Multi-space Variational Encoder-Decoders for Semi-supervised Labeled Sequence Transduction
Idea
The general idea seems similar to style-transfer in text. Labeled sequence transduction is just a roundabout way of saying that a source text $x^{(s)}$ is to be transformed into a target text $x^{(t)}$ such that $x^{(t)}$ is conditioned on the labels $y^{(t)}$.
Background
The morphological re-inflection problem tries to change a sequence of characters of an inflected word. For example, convert ‘playing’ into ‘played’, given a set of labels $y^{(t)}$ such that $y^{(t)}_{pos}=\text{verb}$ and $y^{(t)}_{tense}=\text{past}$
Method
-
MSVEDs (system proposed by this paper) use multiple discrete and continuous latent variables in a character based recurrent network to model the transduction of inflected words into their re-inflected forms.
-
The basic architecture emulates a variational autoencoder. The encoder and decoder parameters are learned in the standard way, by maximizing the variational lower bound on the marginal log-likelihood of the data. The neural network parameterizes both the encoder and decoder weights and back-propagation is done using the VAE re-parameterization trick.
-
No explicit modeling seems to have been done to disentangle the latent representation $z$ from the labels $y$
-
Both encoder and decoder architectures are RNNs.
-
The paper also describes a semi-supervised version of the architecture in which the labels $y$ are inferred directly by a discriminative classifier on the target sequence $x^{(t)}$. This discriminative classifier is trained on labeled instances and is parameterized by an MLP that shares the initial layers of weights with the encoder of the network. This MLP culminates in a Gumbel Softmax layer.

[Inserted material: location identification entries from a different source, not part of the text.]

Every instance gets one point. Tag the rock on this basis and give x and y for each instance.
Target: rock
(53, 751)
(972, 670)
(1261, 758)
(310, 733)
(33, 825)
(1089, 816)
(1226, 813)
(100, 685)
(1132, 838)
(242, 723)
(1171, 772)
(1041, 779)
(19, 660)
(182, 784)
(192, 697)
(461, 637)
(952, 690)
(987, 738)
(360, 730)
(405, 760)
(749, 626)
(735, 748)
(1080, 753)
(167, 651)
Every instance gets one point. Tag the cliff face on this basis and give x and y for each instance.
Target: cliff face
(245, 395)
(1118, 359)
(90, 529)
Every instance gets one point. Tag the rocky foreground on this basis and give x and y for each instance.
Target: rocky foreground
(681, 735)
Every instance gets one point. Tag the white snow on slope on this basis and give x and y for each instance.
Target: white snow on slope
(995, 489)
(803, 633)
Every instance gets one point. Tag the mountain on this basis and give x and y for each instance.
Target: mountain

The Gumbel softmax layer is used to obtain a continuous approximation of the latent variables, and the probability distribution varies with the temperature $\tau$ where $\tau = 0$ implies a one-hot encoded softmax, and $\tau > 0$ implies a less confident softmax output.
-
The KL-term is gradually annealed from 0 to a $\lambda_m$, to prevent the latent representation collapsing into the Gaussian prior.
-
Recurrent dropout is used in the form of omitting random words, and forcing the decoder to rely on the latent representation instead of just the ground-truth at each time-step.
Observations
-
The experimental observations show that the bi-directional encoder/decoder model works better than the single directional model.
-
The results also indicate a performance boost when the model is trained using unlabeled sequences, but the growth rate of performance gains grows slower as more data is added.
-
The conventional method performs well when the re-inflection just involves suffixing the original word, but the MSVED offers better generalized performance, when the inflected word needs to be lemmatized and then augmented.